James and I turned on our heels and pushed the envelope for conspicuous walking speed, flashing wan smiles at a bored elderly lady slumped at the customer service desk as we strained towards the automatic sentries to freedom. Three steps from the door we both broke into a run and the Metro had started rolling before I had managed to fully shut my door. It wasn’t until we’d made it a block and a half with no lights in the mirror that we nearly died laughing ourselves to death.

It’s been a long time since James and I made Travis fill out an incident report on Orchard Supply letterhead; there are a million and three stories, jokes, and sorrows between then and now, and we still never have managed to procure ourselves any dynamite.

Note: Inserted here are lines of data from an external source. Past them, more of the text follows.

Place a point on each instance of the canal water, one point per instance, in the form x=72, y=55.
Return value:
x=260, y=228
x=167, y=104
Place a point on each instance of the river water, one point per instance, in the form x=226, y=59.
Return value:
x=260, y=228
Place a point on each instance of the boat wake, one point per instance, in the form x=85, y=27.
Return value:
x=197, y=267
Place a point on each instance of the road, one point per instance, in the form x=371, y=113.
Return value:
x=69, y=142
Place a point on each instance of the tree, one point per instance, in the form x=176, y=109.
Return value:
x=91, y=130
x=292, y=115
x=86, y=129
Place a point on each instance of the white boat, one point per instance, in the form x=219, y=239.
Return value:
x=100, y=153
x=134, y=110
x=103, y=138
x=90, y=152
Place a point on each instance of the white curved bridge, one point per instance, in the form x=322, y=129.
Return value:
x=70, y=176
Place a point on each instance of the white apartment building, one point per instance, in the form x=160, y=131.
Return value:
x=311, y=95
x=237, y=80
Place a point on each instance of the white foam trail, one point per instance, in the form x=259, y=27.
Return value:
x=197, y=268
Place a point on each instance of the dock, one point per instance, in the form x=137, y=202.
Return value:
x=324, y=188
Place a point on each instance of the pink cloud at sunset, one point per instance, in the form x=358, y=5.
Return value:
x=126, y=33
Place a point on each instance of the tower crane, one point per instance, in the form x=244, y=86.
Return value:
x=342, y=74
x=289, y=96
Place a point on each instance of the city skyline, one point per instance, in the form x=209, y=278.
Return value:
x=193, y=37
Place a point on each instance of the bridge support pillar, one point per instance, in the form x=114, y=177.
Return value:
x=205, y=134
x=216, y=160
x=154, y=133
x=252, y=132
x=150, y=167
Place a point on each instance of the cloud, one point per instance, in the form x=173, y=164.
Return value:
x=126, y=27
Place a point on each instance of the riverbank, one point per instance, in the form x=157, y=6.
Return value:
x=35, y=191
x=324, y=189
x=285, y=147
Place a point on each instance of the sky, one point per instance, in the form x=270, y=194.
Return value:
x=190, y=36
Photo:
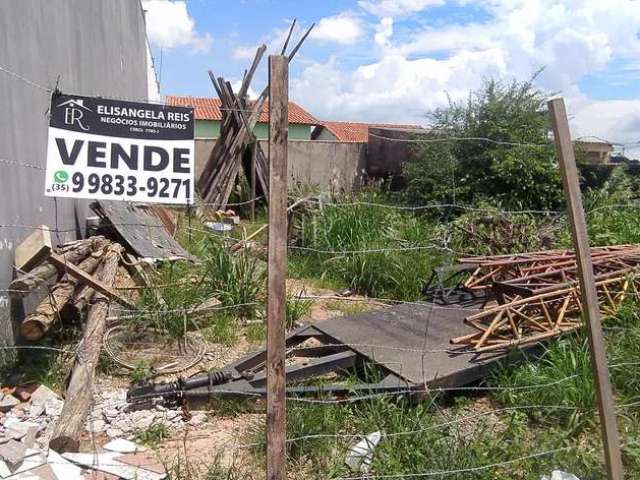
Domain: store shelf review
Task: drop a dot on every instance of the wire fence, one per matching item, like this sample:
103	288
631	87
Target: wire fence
344	439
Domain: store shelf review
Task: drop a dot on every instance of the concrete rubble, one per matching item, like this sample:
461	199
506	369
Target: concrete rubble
29	413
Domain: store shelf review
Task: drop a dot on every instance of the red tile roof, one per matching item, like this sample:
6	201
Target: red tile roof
209	109
358	132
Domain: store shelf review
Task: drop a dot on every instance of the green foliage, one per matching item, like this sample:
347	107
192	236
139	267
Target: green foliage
418	439
491	231
297	308
515	175
566	368
163	308
237	280
373	239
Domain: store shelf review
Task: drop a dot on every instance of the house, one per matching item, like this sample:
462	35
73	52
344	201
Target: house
597	150
356	132
208	116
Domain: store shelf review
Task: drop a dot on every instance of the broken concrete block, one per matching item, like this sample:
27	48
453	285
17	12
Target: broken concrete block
62	468
7	402
198	419
96	426
360	455
17	429
107	462
42	394
13	452
114	432
120	445
30	462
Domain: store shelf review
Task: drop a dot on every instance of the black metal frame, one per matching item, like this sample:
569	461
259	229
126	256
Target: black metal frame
247	377
445	286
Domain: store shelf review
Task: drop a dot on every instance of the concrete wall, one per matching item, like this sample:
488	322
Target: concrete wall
387	152
94	47
211	129
338	166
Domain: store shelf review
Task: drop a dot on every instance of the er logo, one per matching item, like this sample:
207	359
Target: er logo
60	176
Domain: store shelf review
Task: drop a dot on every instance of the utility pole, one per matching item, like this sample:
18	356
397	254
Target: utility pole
588	292
277	266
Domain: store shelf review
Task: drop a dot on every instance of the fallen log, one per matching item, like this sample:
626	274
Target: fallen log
39	321
79	392
80	299
97	285
26	283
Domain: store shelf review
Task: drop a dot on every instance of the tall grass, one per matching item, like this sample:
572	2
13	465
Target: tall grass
397	271
237	280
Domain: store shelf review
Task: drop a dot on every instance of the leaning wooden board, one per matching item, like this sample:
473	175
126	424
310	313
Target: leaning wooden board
141	230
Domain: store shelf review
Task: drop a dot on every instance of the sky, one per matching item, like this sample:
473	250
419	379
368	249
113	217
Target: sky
396	60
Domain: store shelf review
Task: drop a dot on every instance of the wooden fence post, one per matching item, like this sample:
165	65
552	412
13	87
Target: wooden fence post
254	158
591	308
277	266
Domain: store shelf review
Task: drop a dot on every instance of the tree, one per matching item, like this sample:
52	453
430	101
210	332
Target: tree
494	147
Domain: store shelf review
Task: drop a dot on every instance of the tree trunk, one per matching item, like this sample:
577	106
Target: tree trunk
79	393
46	272
80	298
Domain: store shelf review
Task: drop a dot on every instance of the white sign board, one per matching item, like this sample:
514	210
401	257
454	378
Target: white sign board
113	150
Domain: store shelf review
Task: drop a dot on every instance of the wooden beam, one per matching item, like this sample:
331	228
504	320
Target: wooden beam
34	249
277	266
591	310
80	391
84	278
254	157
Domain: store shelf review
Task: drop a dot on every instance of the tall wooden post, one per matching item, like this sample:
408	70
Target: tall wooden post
254	158
277	266
591	309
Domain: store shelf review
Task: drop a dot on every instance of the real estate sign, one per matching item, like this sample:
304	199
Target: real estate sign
115	150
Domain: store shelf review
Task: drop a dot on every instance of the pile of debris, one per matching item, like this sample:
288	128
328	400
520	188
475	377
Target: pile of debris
236	135
73	274
28	414
537	294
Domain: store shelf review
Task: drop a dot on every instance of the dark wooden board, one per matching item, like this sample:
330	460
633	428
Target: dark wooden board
403	329
142	231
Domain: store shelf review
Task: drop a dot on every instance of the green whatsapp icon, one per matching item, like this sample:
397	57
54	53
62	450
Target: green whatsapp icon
60	176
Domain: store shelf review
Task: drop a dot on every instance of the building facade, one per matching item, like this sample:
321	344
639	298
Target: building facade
86	47
208	115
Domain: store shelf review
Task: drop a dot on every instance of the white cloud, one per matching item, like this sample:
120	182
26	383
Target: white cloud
235	86
244	52
570	38
384	32
393	8
615	120
344	29
169	25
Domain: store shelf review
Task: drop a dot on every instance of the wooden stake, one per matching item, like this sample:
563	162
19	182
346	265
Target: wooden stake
277	266
254	155
79	393
591	311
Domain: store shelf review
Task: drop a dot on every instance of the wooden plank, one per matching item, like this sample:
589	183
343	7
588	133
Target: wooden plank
591	310
24	284
43	317
277	266
85	278
254	157
33	249
80	391
141	230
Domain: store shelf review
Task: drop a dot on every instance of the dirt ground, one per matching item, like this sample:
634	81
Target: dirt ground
218	440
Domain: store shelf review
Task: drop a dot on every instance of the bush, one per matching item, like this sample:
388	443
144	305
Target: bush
491	231
519	173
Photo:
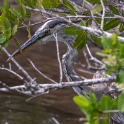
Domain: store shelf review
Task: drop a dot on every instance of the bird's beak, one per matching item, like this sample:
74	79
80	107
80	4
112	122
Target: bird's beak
27	45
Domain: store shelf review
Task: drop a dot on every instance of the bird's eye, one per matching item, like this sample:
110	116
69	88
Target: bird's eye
47	31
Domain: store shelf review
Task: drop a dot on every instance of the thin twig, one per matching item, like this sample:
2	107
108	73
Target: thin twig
55	120
58	56
13	72
41	72
93	58
103	14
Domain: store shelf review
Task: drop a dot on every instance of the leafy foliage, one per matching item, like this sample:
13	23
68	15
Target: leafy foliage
113	53
95	111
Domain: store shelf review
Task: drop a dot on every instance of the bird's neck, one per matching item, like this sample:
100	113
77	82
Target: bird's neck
69	58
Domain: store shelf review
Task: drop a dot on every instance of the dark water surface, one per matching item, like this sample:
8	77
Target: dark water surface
58	104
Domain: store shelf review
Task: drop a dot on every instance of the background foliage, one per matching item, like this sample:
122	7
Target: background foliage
113	50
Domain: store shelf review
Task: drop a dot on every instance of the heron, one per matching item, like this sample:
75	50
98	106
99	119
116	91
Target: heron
45	34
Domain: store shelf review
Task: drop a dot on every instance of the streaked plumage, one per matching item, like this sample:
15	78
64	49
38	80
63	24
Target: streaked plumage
45	34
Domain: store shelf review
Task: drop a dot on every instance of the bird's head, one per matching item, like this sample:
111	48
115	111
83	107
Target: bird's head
43	35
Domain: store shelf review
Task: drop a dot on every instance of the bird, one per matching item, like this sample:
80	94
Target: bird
45	34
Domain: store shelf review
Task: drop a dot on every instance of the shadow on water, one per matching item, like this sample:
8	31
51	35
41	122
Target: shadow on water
58	104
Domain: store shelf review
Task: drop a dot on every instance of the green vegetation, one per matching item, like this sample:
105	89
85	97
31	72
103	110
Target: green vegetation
113	53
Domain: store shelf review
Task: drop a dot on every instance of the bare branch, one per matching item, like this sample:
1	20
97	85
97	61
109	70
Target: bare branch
103	14
41	72
6	69
58	56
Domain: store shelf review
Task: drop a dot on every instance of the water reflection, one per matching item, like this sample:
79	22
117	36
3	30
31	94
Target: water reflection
59	104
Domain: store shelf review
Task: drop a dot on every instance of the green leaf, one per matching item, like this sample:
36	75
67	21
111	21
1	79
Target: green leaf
18	45
113	9
97	8
6	5
111	24
106	42
16	22
30	3
50	3
96	40
105	103
14	30
89	22
72	30
7	23
62	14
8	33
121	102
93	98
101	54
2	38
81	101
5	44
28	14
23	10
121	28
80	40
120	77
39	4
15	12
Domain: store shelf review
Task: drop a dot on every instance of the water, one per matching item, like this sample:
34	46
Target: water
40	110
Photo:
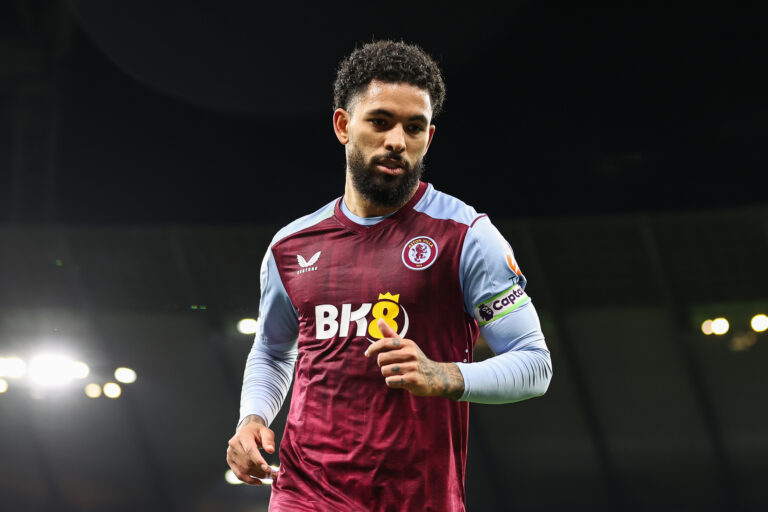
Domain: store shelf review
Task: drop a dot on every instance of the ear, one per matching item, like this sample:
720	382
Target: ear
430	135
341	125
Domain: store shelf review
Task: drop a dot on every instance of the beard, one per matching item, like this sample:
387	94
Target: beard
383	189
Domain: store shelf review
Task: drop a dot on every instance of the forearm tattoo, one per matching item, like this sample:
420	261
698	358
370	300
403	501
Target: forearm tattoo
250	419
445	378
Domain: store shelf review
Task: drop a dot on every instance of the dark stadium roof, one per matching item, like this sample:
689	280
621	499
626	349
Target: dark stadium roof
148	152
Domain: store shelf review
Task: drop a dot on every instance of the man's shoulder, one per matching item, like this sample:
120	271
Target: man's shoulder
443	206
305	222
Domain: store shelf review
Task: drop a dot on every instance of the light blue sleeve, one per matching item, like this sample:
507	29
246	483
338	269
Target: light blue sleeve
270	364
494	293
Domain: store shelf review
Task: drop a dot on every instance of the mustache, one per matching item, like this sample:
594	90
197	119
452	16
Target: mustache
395	157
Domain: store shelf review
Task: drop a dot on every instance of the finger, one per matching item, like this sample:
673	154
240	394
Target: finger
392	369
396	382
268	440
251	449
242	473
394	357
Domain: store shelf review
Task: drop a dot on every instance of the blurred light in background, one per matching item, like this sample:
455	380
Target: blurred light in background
720	326
55	370
112	390
231	478
248	326
759	323
125	375
80	370
12	367
92	390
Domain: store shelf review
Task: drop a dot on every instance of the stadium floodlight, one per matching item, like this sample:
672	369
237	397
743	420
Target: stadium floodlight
231	478
759	323
125	375
92	390
720	326
112	390
12	367
248	326
51	370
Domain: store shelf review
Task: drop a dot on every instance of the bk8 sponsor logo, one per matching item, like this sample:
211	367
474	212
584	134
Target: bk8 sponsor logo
362	321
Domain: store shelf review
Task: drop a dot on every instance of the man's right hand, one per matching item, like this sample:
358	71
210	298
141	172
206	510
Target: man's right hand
243	454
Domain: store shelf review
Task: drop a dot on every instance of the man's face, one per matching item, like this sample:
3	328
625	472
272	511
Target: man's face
389	132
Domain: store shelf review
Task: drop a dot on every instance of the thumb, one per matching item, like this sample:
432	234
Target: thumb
386	329
268	440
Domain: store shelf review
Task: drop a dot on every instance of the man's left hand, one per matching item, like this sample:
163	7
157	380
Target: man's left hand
405	366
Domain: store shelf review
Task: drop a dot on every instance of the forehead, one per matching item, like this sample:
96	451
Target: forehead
400	99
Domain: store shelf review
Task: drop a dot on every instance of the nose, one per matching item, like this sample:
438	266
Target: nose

In retrospect, it wouldn’t have been appropriate (metaphorically, not legally), but that’s never something you can know at the time. My relationship with James has never been centred around destruction, explosion or demolition. Instead, it has been a nearly 10 year history of encouragement, exploration, trust, intimacy (in a masculine way, of course) and growth which I count among my most treasured of gifts. I’m just glad I never had to shank him with a filed down toothbrush in the Big House for a carton of smokes and some lotto tickets during our 16 year stint for Conspiracy and Terrorist Threats.

8 comments:

Deadmanshonda said...

I love both versions-- equally! Hilarious!

Katie Mitchell said...

i do remember that day. impressive the details you recall or are good at bsing.

Anonymous said...

I think the differences btw the accounts are fantastic... funny how memory works...

-M.

James said...

While it's true that we have a few minor variations, it would take the magic away to tell you who's closest to the truth and where ;)

I'm glad you guys enjoy it. It's fully humor, and fully meaningful to me.

Micah said...

Well I'm fully convinced I got it 100% right. How about you, James?

James said...

I'd agree with that. Mine's 100% accurate as well.

Deadmanshonda said...

did i mention that i really got a kick out of that picture?

Micah said...

ha, thanks, Leis. Arms races are nasty things indeed.